I was too young for military service in World War II. Between Pearl Harbor and the Japanese surrender in August of 1945, I became a golf course caddy at a club catering to New York City golfers who came north to enjoy the well maintained public courses of Westchester County.
The corps of caddies at Sprain Lake Golf Course consisted of men in their 50s, a few men judged 4F by their draft boards, and teenagers like me.
Mr. Bill Dee worked in the pro shop and was also in charge of the caddies. Dee was a man in his late 40s who made the selection of who would caddy for a given customer. He did not tolerate any excess noise or horseplay but otherwise treated our group fairly.
On weekends, most of us rose early and walked to the golf course or hitched a ride with golfers anxious for an early tee time. Rain and early morning fog sometimes created delays, but most of the time we could expect clear skies and warm weather.
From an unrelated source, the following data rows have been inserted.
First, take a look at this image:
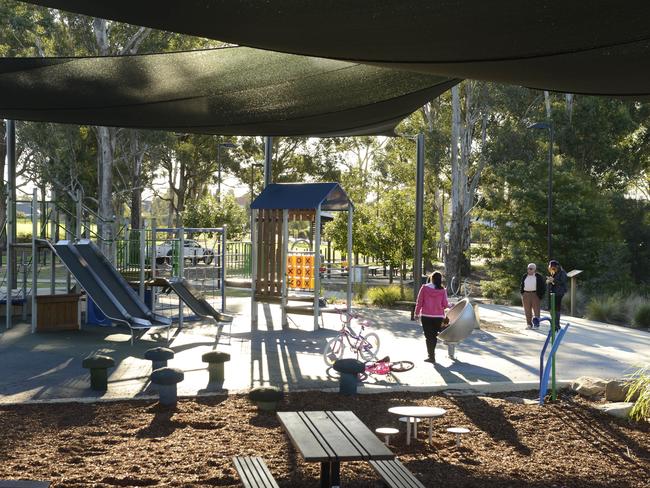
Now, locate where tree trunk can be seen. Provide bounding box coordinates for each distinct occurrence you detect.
[445,85,464,283]
[96,127,115,260]
[130,131,144,229]
[0,119,7,250]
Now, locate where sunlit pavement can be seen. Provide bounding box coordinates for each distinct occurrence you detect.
[0,298,650,403]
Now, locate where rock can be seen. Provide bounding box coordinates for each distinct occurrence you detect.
[248,386,284,411]
[596,402,634,419]
[605,380,639,402]
[571,376,607,397]
[504,397,539,405]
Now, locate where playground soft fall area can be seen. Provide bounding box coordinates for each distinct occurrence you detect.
[0,392,650,488]
[0,0,650,488]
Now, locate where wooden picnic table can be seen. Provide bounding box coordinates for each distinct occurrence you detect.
[278,411,395,488]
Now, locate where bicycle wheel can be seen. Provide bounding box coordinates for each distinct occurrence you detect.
[390,361,415,373]
[448,276,460,297]
[323,336,345,366]
[357,332,379,361]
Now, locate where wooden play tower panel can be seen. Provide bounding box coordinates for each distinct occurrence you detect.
[251,183,354,330]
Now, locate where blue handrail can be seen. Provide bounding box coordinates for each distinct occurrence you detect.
[539,317,571,405]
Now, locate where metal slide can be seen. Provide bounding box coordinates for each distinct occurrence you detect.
[52,239,171,342]
[169,278,232,322]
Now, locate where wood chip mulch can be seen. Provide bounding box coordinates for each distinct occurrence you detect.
[0,392,650,488]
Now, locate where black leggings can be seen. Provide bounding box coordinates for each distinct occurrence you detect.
[420,317,444,359]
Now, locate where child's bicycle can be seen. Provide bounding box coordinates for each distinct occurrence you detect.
[359,356,415,381]
[323,308,379,366]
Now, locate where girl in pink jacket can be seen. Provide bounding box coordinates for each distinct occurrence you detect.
[415,271,449,364]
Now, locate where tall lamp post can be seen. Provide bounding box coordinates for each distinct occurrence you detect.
[217,142,237,203]
[528,121,554,261]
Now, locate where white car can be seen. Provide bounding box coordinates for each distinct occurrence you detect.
[156,239,214,264]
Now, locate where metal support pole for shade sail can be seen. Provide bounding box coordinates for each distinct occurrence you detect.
[346,204,354,312]
[280,208,289,328]
[313,205,320,331]
[221,224,228,313]
[138,219,145,302]
[251,208,258,330]
[5,120,16,329]
[31,188,38,334]
[413,134,424,300]
[262,137,273,190]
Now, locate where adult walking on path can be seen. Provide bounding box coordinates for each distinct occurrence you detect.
[415,271,449,364]
[520,263,546,329]
[546,259,569,328]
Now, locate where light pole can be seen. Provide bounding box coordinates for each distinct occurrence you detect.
[217,142,237,203]
[528,121,554,261]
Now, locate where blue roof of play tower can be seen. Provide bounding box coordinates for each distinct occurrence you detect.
[251,183,352,211]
The caddy shack, a lean-to of log construction, dominated the place where caddies waited to be assigned a golfer.
When the day began, caddies wanted an early assignment, as this would enable them to carry bags for eighteen holes in the morning and repeat the five mile hike around the course in the afternoon. With luck they would get to carry for two golfers at the same time. On a good day, a caddy could easily clear $5 for carrying doubles for two rounds. It was hard work, but we all hoped to get the double carries.
To make a little more money caddies always walked in the rough, scouting for golf balls lost by previous players. A Titleist or Dunlap Maxfli without serious cuts or scrapes could easily fetch 35 to 50 cents each. Once in a while a golfer would claim ownership of a ball found by the caddy, so one had to quickly ask the golfer, “What were you playing, sir?” If his reply didn’t match the discovered ball, the caddy could declare ownership and either pocket the ball or offer it for sale to the golfer.
As one gained experience, a caddy’s assignments would gravitate toward the best golfers, who also tended to be the most generous tippers.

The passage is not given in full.